Dabigatran etexilate (Pradaxa) Following Federal Drug Administration (FDA) approval in October 2010, dabigatran etexilate was added by the ACCF/AHA/HRS Task Force in an update to the ACC/AHA/ECS 2006 guidelines as an alternative to prevent thromboembolic events associated with AF (Wann et al., 2011). Dabigatran etexilate acts as a direct thrombin inhibitor by inhibiting free and bound thrombin, thereby halting thrombin-mediated coagulation and thrombin-induced platelet aggregation (Blommel & Blommel, 2011).
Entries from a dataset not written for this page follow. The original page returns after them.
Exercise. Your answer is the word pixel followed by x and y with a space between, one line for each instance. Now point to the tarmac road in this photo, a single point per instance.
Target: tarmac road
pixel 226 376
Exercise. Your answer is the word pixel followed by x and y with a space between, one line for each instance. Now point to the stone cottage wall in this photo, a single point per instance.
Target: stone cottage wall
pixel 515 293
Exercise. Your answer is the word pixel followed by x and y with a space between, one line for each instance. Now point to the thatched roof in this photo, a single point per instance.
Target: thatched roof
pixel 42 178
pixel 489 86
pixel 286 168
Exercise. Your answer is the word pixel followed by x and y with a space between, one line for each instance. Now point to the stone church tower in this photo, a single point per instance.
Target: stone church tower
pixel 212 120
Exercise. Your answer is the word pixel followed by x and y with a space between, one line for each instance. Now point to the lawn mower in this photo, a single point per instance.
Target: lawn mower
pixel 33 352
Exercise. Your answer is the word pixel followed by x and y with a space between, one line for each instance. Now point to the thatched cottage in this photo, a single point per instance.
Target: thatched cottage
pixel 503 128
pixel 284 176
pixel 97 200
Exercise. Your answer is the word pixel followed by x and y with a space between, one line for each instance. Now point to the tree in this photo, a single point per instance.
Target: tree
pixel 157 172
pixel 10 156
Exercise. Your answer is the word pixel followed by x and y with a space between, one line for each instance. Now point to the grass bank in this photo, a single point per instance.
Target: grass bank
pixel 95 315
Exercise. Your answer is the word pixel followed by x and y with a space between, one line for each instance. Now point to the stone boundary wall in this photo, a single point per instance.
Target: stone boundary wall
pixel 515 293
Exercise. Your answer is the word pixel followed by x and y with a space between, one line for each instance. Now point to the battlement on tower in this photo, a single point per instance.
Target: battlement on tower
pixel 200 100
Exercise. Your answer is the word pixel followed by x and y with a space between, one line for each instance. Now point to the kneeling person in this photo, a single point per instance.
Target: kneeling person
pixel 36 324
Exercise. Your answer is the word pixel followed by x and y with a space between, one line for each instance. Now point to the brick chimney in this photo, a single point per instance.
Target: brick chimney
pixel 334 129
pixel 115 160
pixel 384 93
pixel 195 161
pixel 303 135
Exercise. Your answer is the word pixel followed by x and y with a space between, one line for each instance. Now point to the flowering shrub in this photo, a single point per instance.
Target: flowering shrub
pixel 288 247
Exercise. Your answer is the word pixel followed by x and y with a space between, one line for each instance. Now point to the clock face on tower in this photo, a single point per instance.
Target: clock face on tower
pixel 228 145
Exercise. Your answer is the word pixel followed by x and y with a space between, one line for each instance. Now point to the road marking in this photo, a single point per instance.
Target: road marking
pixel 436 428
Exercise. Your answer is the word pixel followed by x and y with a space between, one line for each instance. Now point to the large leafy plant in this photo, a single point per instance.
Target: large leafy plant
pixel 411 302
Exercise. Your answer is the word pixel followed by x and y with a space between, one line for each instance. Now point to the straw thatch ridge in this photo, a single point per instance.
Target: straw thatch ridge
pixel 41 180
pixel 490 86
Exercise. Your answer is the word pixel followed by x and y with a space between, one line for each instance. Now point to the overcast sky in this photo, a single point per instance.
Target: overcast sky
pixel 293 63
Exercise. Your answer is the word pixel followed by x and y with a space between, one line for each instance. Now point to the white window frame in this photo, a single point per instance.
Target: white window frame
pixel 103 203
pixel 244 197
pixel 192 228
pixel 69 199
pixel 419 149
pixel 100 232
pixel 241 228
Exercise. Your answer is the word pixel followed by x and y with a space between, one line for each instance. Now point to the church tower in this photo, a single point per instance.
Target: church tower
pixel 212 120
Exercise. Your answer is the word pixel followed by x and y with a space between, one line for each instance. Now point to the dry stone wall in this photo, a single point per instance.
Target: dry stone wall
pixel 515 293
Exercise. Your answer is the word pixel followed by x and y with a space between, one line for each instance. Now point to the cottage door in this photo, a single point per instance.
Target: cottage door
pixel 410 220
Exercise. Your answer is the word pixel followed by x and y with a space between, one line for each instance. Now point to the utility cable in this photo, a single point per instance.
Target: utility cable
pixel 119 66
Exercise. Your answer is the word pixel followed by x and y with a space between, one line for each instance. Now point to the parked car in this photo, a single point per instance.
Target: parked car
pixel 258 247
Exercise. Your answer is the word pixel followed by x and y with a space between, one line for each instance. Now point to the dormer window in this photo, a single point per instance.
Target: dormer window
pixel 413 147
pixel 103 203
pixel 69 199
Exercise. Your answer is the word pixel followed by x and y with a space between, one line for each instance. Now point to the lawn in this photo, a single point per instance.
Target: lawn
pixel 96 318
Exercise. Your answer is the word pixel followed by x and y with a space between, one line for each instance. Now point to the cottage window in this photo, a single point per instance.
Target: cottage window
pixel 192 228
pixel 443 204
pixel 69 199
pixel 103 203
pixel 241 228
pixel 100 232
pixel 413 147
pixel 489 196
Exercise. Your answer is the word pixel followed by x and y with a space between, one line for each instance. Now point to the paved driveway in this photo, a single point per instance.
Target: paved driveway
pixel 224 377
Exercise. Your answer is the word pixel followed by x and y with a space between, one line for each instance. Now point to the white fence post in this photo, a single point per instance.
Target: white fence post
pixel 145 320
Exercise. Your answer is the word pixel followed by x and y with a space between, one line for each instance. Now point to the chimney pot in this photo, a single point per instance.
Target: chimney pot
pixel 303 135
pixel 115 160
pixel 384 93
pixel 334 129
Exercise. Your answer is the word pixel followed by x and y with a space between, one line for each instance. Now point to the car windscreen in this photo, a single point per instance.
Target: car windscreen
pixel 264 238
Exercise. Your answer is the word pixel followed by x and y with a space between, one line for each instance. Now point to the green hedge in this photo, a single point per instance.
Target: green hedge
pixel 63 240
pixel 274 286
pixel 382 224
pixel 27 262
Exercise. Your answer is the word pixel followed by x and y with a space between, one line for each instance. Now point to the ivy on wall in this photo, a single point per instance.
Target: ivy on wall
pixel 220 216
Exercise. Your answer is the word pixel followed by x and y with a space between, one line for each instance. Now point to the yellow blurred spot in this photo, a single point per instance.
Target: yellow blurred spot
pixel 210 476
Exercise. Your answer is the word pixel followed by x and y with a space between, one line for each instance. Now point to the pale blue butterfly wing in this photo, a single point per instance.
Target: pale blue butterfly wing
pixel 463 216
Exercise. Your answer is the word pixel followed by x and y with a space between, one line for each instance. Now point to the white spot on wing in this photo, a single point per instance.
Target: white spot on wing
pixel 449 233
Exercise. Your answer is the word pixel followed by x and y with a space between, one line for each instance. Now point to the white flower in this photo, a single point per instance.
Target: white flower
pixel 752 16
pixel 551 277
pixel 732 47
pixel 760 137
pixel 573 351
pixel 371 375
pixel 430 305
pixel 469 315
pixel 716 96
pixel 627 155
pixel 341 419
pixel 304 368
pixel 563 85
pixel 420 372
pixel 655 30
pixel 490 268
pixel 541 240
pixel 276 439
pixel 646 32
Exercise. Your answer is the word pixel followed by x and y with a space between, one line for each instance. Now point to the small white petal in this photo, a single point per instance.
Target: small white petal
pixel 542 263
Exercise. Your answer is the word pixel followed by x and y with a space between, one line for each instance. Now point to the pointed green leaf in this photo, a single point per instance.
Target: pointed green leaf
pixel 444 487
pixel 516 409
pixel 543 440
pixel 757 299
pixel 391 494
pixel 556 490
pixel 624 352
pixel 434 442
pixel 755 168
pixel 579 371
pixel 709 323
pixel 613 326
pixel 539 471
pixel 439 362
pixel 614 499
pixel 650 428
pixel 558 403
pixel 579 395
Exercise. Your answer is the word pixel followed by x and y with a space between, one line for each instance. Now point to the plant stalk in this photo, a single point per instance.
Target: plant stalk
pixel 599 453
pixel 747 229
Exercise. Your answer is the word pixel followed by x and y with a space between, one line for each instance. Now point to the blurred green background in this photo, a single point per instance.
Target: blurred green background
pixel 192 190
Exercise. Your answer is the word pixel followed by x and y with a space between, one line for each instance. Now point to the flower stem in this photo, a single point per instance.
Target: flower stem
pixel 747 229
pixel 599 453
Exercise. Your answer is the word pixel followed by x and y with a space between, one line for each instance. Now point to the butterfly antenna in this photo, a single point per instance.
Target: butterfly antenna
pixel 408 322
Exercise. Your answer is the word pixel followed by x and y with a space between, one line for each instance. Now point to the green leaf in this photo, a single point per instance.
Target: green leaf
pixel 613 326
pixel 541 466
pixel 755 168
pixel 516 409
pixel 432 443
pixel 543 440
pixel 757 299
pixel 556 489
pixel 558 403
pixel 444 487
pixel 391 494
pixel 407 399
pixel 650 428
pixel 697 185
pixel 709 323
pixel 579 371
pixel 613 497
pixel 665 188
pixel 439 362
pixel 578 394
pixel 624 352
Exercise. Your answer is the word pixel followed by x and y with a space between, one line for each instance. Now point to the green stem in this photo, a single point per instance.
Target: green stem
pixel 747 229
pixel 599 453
The drug is eliminated primarily by the kidneys and has a half-life of 12–17 h (Boehringer Ingelheim Pharmaceuticals, Inc., 2013). The ACCF/AHA/HRS recommends dabigatran etexilate as an alternative to warfarin for patients with AF who are at risk of stroke and who do not have a mechanical heart valve, significant valve disease, creatinine clearance < 15 mL/min, or advanced liver disease causing impaired clotting function (Wann et al., 2011).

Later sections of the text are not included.